Neural Architecture Search (my thesis, slides)
For the non-expert readers that are curious about Neural Architecture Search (NAS), I propose here an unambiguous analogy :
Suppose that God's apprentices would like to have a personal chef and decide to create it. To do so, they need to
assemble parts of the human body into a human puppet, which will be
trained to cook.
Considering all possible layouts of the body sections, they try a first idea and place the hands on top of the head.
After several hours of training, they observe, quite embarrassed, that their puppet is incapable of cooking the simplest recipes. One apprentice suggests that this failure might be linked to the puppet's inability to see its actions while using its hands. Considering this remark, they decide to revise the joining of the puppet and restart the training...
Replace the action
assemble the parts of the human body by
construct the architecture of a neural network, and the apprentices become a computer program of some researchers in the NAS field.

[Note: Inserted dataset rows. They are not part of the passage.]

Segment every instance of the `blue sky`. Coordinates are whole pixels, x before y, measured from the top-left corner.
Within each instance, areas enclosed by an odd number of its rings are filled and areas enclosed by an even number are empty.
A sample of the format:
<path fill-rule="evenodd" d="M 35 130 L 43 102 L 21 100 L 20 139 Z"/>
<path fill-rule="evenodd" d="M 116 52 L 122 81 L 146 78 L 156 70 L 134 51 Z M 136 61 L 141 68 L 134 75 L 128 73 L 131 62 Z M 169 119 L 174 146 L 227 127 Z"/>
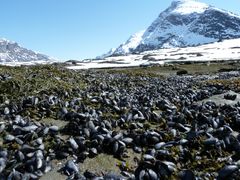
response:
<path fill-rule="evenodd" d="M 201 0 L 240 14 L 240 0 Z M 3 0 L 0 36 L 58 59 L 101 55 L 147 28 L 171 0 Z"/>

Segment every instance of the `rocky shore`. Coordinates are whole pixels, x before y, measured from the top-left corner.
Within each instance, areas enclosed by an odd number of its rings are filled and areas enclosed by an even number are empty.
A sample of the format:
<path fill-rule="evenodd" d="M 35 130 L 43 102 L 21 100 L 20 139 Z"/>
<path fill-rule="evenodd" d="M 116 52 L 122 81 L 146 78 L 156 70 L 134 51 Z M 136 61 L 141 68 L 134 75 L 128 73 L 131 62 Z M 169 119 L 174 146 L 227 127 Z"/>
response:
<path fill-rule="evenodd" d="M 0 179 L 240 176 L 239 71 L 0 70 Z"/>

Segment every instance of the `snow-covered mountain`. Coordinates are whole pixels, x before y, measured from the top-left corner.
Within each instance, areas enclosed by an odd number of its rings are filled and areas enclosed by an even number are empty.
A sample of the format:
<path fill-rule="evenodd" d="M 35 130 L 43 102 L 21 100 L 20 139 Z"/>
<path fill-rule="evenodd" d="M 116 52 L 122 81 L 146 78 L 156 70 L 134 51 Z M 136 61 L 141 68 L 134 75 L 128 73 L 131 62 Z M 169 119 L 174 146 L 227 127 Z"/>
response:
<path fill-rule="evenodd" d="M 36 53 L 7 39 L 0 39 L 0 62 L 51 61 L 49 56 Z"/>
<path fill-rule="evenodd" d="M 139 54 L 111 56 L 102 60 L 85 60 L 69 69 L 151 66 L 174 62 L 218 62 L 240 60 L 240 38 L 223 40 L 194 47 L 175 47 L 144 51 Z"/>
<path fill-rule="evenodd" d="M 234 38 L 240 38 L 240 16 L 196 0 L 175 0 L 144 32 L 131 36 L 111 55 Z"/>

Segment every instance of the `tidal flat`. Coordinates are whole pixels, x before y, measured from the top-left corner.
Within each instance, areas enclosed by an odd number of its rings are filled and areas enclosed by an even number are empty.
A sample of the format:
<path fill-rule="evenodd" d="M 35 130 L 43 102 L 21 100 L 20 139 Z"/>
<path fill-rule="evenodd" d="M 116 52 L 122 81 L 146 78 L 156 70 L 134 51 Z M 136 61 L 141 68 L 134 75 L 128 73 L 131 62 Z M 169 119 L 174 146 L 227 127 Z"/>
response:
<path fill-rule="evenodd" d="M 239 68 L 0 66 L 0 179 L 237 178 Z"/>

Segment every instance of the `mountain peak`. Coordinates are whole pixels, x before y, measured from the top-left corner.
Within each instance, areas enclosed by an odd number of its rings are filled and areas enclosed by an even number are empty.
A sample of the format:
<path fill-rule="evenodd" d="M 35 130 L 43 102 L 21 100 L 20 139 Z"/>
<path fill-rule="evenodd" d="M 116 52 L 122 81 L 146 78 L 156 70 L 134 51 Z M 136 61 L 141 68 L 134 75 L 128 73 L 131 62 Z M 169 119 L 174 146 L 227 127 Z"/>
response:
<path fill-rule="evenodd" d="M 51 61 L 49 56 L 21 47 L 14 41 L 0 38 L 0 63 Z"/>
<path fill-rule="evenodd" d="M 144 33 L 132 36 L 112 55 L 240 38 L 239 29 L 240 16 L 197 0 L 174 0 Z"/>
<path fill-rule="evenodd" d="M 209 8 L 208 4 L 196 0 L 175 0 L 172 2 L 170 9 L 172 13 L 192 14 L 203 13 Z"/>

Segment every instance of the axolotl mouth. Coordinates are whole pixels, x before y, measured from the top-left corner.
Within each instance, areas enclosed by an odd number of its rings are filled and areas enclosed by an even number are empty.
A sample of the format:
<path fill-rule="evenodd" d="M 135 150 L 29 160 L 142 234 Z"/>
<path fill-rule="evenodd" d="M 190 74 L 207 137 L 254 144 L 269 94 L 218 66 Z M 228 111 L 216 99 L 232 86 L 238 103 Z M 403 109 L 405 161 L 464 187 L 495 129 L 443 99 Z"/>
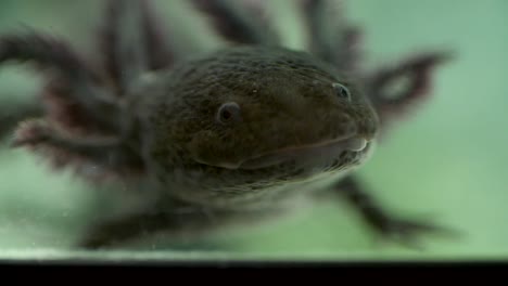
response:
<path fill-rule="evenodd" d="M 239 162 L 215 164 L 226 169 L 255 170 L 293 161 L 300 166 L 318 166 L 340 157 L 344 152 L 360 153 L 369 142 L 360 136 L 329 140 L 316 144 L 290 146 L 268 152 Z M 206 162 L 204 162 L 206 164 Z"/>

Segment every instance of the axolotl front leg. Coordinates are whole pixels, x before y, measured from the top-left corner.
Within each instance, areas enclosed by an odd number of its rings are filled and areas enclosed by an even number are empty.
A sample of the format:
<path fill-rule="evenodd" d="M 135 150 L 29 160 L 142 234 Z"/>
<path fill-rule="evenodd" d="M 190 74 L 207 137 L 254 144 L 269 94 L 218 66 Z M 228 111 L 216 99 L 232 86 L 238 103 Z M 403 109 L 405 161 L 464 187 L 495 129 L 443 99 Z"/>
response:
<path fill-rule="evenodd" d="M 355 177 L 336 182 L 328 192 L 345 199 L 380 238 L 397 240 L 408 247 L 419 247 L 417 238 L 422 234 L 455 234 L 453 230 L 388 211 Z"/>

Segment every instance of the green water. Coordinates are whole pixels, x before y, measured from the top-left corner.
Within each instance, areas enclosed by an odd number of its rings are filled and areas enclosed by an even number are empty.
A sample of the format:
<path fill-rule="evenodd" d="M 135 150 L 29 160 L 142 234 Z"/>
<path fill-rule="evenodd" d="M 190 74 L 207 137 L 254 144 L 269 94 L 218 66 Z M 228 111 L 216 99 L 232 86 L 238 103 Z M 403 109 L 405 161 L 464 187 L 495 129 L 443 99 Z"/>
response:
<path fill-rule="evenodd" d="M 2 1 L 0 31 L 34 26 L 86 49 L 90 44 L 88 28 L 97 24 L 99 2 Z M 115 195 L 125 204 L 134 203 L 122 192 L 91 192 L 72 174 L 54 173 L 30 154 L 3 145 L 0 258 L 508 258 L 508 2 L 350 2 L 348 17 L 366 31 L 364 50 L 369 66 L 427 49 L 458 52 L 455 62 L 436 74 L 432 100 L 397 122 L 360 176 L 390 209 L 450 225 L 462 233 L 460 239 L 429 238 L 423 251 L 378 245 L 346 205 L 326 204 L 265 226 L 214 238 L 213 244 L 228 245 L 227 252 L 176 253 L 153 242 L 141 245 L 147 246 L 143 251 L 73 252 L 71 246 L 94 209 L 118 199 Z M 203 25 L 188 16 L 177 1 L 157 3 L 168 18 L 187 23 L 180 26 Z M 288 3 L 275 1 L 272 12 L 278 15 L 277 25 L 284 31 L 288 46 L 297 48 L 303 41 L 301 23 Z M 206 31 L 195 35 L 200 37 L 193 40 L 203 46 L 212 49 L 217 44 Z M 20 66 L 2 68 L 2 104 L 8 104 L 4 100 L 35 96 L 38 82 L 33 73 Z"/>

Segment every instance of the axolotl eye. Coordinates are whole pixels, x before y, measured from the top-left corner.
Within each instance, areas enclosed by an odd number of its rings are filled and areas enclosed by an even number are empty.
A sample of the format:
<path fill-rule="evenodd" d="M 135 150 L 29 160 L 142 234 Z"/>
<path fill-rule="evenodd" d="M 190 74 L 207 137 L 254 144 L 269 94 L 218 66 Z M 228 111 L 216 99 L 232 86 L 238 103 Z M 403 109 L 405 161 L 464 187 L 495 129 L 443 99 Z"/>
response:
<path fill-rule="evenodd" d="M 339 96 L 342 100 L 351 102 L 350 89 L 347 89 L 344 84 L 338 83 L 338 82 L 333 83 L 332 87 L 335 90 L 336 96 Z"/>
<path fill-rule="evenodd" d="M 228 125 L 240 120 L 241 108 L 236 102 L 228 102 L 217 110 L 216 120 L 219 123 Z"/>

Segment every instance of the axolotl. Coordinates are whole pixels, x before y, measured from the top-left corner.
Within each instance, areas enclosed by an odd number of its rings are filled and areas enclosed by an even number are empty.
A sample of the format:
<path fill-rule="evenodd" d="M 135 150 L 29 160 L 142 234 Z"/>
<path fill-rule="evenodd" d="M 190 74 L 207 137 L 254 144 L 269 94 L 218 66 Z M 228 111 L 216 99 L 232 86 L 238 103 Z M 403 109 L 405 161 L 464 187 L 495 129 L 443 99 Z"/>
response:
<path fill-rule="evenodd" d="M 193 237 L 323 198 L 345 198 L 384 237 L 440 229 L 384 210 L 355 170 L 384 127 L 430 93 L 446 53 L 365 72 L 359 29 L 340 6 L 336 18 L 325 16 L 334 1 L 295 1 L 310 39 L 295 50 L 269 28 L 263 1 L 193 0 L 228 46 L 180 60 L 150 1 L 106 2 L 100 61 L 43 32 L 0 37 L 0 63 L 28 62 L 45 76 L 40 102 L 3 119 L 3 132 L 16 127 L 12 145 L 92 183 L 128 182 L 140 198 L 155 197 L 94 223 L 80 247 L 157 232 Z M 403 90 L 390 88 L 397 80 Z"/>

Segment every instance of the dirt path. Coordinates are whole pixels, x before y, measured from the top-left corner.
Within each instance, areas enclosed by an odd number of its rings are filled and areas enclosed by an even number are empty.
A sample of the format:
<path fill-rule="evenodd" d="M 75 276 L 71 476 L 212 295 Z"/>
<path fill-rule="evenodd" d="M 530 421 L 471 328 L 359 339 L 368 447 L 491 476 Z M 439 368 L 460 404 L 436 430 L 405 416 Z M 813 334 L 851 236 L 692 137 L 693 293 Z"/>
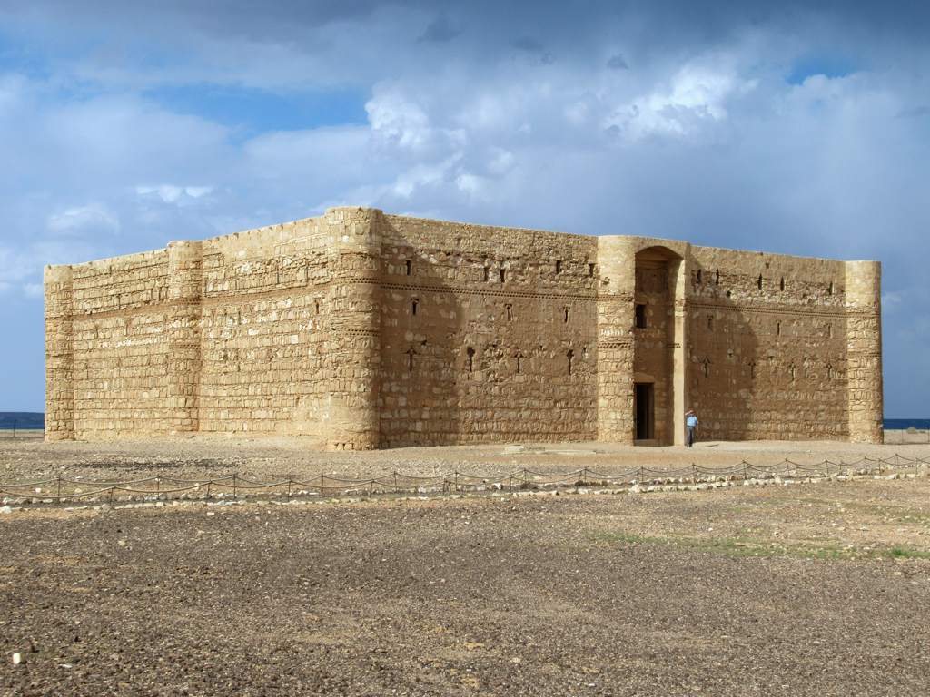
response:
<path fill-rule="evenodd" d="M 923 695 L 928 533 L 925 479 L 18 511 L 0 694 Z"/>

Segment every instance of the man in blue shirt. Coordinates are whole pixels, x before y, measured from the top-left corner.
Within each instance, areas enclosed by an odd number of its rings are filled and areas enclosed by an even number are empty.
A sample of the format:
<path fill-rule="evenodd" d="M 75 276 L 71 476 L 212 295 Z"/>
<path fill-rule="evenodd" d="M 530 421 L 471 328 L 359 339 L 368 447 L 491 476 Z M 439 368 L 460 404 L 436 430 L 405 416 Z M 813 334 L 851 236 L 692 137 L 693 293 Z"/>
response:
<path fill-rule="evenodd" d="M 684 426 L 687 427 L 687 446 L 690 448 L 695 442 L 695 434 L 698 432 L 698 414 L 694 409 L 689 409 L 684 413 Z"/>

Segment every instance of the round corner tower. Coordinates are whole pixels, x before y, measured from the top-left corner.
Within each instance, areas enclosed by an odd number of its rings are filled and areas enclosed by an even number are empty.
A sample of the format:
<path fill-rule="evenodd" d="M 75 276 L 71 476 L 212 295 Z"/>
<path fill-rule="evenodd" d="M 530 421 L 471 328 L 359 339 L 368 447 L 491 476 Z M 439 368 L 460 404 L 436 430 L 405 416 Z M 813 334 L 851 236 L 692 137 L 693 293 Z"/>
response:
<path fill-rule="evenodd" d="M 74 438 L 73 271 L 46 266 L 46 441 Z"/>
<path fill-rule="evenodd" d="M 328 450 L 378 448 L 380 434 L 381 212 L 329 208 Z"/>
<path fill-rule="evenodd" d="M 884 441 L 882 264 L 846 262 L 846 377 L 849 440 Z"/>

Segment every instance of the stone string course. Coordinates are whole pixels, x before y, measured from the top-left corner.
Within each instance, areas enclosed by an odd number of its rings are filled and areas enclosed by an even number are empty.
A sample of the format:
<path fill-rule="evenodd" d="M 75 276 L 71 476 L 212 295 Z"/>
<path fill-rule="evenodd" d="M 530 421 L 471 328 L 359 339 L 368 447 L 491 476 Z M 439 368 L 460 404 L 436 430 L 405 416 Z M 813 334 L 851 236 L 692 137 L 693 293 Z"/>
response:
<path fill-rule="evenodd" d="M 880 442 L 880 276 L 332 208 L 47 267 L 46 437 Z"/>

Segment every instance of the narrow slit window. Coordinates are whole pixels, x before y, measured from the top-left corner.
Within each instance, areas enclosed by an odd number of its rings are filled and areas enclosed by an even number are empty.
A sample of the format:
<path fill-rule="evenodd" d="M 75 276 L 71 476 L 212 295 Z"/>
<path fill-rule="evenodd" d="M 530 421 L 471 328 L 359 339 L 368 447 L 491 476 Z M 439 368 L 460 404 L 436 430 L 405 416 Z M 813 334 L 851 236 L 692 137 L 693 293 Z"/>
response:
<path fill-rule="evenodd" d="M 643 303 L 636 304 L 636 328 L 645 329 L 645 305 Z"/>

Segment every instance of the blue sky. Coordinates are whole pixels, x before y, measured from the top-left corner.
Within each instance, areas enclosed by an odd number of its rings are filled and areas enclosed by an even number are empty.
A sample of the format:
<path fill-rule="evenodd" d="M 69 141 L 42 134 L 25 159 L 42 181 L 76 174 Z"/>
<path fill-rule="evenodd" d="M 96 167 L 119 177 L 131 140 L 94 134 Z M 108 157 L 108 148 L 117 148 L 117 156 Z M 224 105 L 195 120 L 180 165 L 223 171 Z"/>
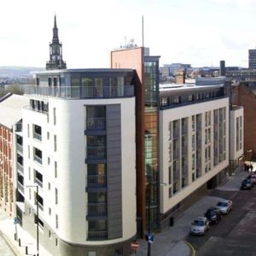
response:
<path fill-rule="evenodd" d="M 54 15 L 68 68 L 108 67 L 130 38 L 160 64 L 247 67 L 256 0 L 8 0 L 1 3 L 0 66 L 44 67 Z"/>

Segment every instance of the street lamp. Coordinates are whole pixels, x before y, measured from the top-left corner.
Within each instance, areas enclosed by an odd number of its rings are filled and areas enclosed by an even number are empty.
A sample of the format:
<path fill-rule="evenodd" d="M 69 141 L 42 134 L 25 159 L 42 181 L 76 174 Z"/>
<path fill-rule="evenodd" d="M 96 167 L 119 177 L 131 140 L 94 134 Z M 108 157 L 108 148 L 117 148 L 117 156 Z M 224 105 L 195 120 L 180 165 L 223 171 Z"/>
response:
<path fill-rule="evenodd" d="M 37 256 L 39 256 L 39 225 L 38 225 L 38 185 L 29 185 L 26 188 L 37 188 Z"/>

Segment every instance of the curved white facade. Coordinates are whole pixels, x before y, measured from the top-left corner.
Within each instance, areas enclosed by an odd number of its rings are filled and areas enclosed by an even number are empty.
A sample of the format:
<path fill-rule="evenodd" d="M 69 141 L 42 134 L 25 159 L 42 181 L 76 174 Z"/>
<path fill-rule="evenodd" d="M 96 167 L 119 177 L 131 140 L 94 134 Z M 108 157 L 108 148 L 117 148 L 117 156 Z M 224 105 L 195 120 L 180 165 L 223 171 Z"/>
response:
<path fill-rule="evenodd" d="M 27 173 L 25 174 L 25 187 L 33 183 L 33 170 L 43 175 L 43 188 L 39 188 L 39 195 L 44 199 L 44 211 L 39 212 L 40 219 L 45 221 L 61 240 L 69 243 L 107 245 L 131 239 L 137 233 L 135 98 L 90 100 L 48 98 L 47 101 L 49 118 L 45 113 L 30 109 L 25 109 L 23 113 L 24 167 Z M 112 104 L 119 105 L 121 110 L 123 236 L 113 240 L 88 241 L 84 108 L 87 105 Z M 33 138 L 34 125 L 42 129 L 41 142 Z M 34 148 L 42 151 L 42 165 L 33 160 Z M 28 175 L 29 169 L 30 175 Z M 33 188 L 25 189 L 26 201 L 34 207 L 34 198 L 30 196 L 29 189 L 35 189 Z"/>

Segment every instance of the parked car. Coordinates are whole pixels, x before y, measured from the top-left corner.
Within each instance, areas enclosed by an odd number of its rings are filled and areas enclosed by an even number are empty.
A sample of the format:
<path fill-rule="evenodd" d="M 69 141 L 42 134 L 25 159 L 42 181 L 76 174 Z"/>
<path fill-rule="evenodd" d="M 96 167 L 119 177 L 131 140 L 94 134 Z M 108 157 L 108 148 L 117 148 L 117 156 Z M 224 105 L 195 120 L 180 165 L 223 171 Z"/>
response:
<path fill-rule="evenodd" d="M 191 223 L 190 234 L 205 235 L 209 230 L 209 221 L 206 217 L 198 217 Z"/>
<path fill-rule="evenodd" d="M 220 209 L 217 207 L 211 207 L 205 213 L 205 217 L 207 218 L 210 224 L 218 224 L 221 220 Z"/>
<path fill-rule="evenodd" d="M 218 202 L 217 207 L 219 208 L 221 214 L 228 214 L 232 210 L 232 201 L 220 201 Z"/>
<path fill-rule="evenodd" d="M 251 179 L 246 178 L 242 180 L 241 183 L 241 189 L 252 189 L 253 188 L 253 183 Z"/>

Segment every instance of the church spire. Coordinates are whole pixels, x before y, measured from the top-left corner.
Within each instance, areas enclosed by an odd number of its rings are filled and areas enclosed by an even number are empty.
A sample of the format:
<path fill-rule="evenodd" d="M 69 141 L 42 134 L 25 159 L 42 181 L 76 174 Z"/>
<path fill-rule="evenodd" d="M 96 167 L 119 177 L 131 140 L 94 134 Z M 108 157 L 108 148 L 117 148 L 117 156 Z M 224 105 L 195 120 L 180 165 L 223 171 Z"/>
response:
<path fill-rule="evenodd" d="M 62 60 L 62 44 L 59 40 L 56 15 L 55 15 L 53 38 L 49 44 L 49 61 L 46 62 L 46 70 L 66 68 L 66 62 Z"/>

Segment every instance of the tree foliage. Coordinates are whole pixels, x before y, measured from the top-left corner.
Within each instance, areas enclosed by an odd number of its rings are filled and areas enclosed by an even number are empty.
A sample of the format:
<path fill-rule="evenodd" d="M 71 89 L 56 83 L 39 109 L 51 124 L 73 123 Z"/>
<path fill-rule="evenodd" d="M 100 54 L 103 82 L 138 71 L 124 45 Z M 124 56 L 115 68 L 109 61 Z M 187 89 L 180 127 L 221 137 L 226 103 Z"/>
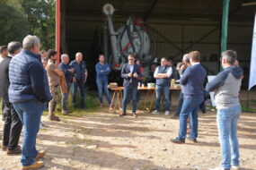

In this analogy, we recognize a well-known optimization process called trial and error that, in NAS, is the repetition of the following :
build an architecture, train it, and evaluate its performance. However, this way of proceeding distinguishes the search of the architecture from the training of the architecture itself, and is by construction time demanding because it requires training multiple architectures.
An alternative would be to jointly optimize the architecture and its weights, that is, we would construct the chef and train it to cook at the same time.
Such NAS techniques exist and they are called
one-shot methods. In fact, they are called like that because, inversely to the latter optimization procedure, only one architecture is trained during the overall search.